The Examination of Virtue in the Protagoras

The Protagoras is a dialogue that is entirely narrated by Socrates. Unlike The Republic, the Protagoras dialogue begins with Socrates’s conversation with an unknown “friend”. His friend asks where Socrates has come from -he asks if he has hunting for the ‘beautiful’ man and follower, Alcibiades. In fact, Socrates has just seen Alcibiades, but Socrates declares that he was with someone more beautiful and wise: Protagoras, perhaps the wisest man alive. This framing conversation with Socrates’s anonymous “friend” takes place on the same day as Socrates’s exchange with Protagoras. As a favor to his friend, which is a mutual favor, Socrates recounts his exchange with Protagoras.

Earlier that same day, before the sun had even risen, Hippocrates banged on Socrates’s door and barged right in while Socrates was asleep. He sat at the foot of Socrates’s bed to let him know that Protagoras was in town. Socrates was already aware of this, as Protagoras had been in town for two days prior. Hippocrates was clearly excited about the prospect of seeing Protagoras -Socrates had clearly been trying to avoid Protagoras.

As the sun is rising, Socrates and Hippocrates go for a walk and discuss the question of what a sophist is. Hippocrates’s claim is that a sophist is someone who has an understanding of wise things, and an expert in making people clever speakers. After raising concerns in the discussion for a person’s soul, Socrates warns Hippocrates about the dangers of the sophists. He asks Hippocrates what benefit he will get by paying Protagoras for speeches, to the point that Hippocrates blushes (312a), not unlike Thrasymachus in The Republic. However, he is beckoned by Hippocrates to go to Protagoras who is staying at the luxurious home of Callias. When they arrive they are turned away by the slave boy at first. However they are finally allowed in (notice the difference in beginning the dialogue at Socrates’s home in the Protagoras, in contrast to the opening scene of the Symposium at the home of Agathon). Socrates recounts the many busy guests roaming around the house who are overcome by Protagoras’s celebrity. All the men in the Symposium are present in this dialogue, excluding Aristophanes.

When they arrive, Protagoras is addressed by Socrates. They have come because Hippocrates wants to be a great man in the city of Athens and believes he can only do this through association with Protagoras. Protagoras then admits his identity as a sophist and welcomes a crowd to listen to their discussion. The dialogue moves from the question of how a man is improved by association with a sophist, to what the art of citizenship is, and then finally to what virtue is and whether it can be taught. This leads Protagoras to give an account of the gods, a long-winded story about Epimetheus and Prometheus, and an account of punishments, as a way to improve men (for certainly the act of crime is not merely punished for its own sake). Protagoras claims that virtue can be taught. At first he claims that virtue is one single entity, but later says that courage is a different kind of part of the whole. Protagoras gets frustrated and does not want to continue. Socrates tries to leave but Callias grabs his cloak, compelling him to stay.

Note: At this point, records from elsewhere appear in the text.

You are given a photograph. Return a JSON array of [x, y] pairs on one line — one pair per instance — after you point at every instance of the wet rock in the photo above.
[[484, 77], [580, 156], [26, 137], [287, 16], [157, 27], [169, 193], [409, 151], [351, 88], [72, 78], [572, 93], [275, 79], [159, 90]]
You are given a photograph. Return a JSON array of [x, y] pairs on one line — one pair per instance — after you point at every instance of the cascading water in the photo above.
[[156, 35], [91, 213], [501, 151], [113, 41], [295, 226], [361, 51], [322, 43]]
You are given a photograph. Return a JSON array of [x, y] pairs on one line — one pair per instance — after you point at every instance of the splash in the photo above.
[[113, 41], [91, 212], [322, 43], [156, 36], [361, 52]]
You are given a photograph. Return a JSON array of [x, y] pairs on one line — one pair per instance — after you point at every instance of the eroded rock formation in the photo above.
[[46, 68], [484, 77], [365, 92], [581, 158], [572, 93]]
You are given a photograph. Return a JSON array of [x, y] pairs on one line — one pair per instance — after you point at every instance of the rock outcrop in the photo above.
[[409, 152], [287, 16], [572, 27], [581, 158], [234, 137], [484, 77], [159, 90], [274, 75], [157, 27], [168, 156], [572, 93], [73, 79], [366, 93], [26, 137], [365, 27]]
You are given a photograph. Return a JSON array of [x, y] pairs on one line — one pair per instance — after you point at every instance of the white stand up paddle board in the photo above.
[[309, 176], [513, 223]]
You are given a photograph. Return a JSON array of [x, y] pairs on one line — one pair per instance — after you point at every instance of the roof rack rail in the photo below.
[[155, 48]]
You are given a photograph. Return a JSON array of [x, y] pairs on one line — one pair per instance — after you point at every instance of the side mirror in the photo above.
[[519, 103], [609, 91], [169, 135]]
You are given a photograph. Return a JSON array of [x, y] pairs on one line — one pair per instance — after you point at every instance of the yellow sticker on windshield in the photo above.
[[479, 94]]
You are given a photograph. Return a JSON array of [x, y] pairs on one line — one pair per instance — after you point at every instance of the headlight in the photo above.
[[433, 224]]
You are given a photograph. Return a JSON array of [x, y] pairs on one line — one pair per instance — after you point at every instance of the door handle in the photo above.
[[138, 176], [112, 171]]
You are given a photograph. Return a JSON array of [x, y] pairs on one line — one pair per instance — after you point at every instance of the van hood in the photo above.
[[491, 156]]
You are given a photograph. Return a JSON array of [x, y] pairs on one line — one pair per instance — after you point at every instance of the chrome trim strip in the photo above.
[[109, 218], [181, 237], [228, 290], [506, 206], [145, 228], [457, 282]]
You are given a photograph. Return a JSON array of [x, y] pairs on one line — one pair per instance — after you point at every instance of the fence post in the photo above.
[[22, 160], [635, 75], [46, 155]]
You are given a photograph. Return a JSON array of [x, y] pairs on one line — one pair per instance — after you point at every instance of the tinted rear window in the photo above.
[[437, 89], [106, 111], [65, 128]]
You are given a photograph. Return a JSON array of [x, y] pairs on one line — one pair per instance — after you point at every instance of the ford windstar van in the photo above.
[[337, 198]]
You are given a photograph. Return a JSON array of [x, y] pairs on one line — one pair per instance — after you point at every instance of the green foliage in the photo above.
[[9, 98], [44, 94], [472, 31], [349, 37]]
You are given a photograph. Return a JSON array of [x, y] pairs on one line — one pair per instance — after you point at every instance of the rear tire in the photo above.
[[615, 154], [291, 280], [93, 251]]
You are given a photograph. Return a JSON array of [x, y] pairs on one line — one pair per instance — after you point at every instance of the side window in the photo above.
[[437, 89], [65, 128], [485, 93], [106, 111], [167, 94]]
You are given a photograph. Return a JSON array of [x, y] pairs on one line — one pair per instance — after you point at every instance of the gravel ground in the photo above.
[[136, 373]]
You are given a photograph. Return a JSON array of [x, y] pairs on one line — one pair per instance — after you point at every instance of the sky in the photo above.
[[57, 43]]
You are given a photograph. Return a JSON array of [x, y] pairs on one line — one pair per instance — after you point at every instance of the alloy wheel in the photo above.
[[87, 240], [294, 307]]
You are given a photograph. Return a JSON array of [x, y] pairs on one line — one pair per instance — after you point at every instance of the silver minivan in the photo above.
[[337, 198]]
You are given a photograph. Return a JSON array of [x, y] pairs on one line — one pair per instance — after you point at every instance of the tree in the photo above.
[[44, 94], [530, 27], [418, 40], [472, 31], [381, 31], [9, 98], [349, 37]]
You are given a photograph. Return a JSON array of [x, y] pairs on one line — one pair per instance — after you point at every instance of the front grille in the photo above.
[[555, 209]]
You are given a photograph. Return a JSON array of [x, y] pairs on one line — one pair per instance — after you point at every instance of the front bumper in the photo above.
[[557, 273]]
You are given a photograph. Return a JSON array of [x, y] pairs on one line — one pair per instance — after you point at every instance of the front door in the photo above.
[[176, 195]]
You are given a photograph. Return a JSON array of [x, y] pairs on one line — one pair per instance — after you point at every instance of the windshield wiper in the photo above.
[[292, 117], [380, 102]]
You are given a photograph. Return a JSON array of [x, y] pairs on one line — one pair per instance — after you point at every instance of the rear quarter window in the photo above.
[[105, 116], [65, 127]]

They come to a compromise and Protagoras asks a seemingly unrelated question about the analysis of a poem by Simonides, Socrates responds with a detailed analysis of the poem by memory, and then Socrates proceeds to grill Protagoras about the original question. However, it ends on the question of courage and cowardice, and whether a pleasant life is good, and a painful life is bad. Socrates concludes by exposing Protagoras as a soft, self proclaimed intellectual. He and Hippocrates take their leave.


For this reading I used the Stanley Lombardo translation as featured in the Hackett Classics Edition.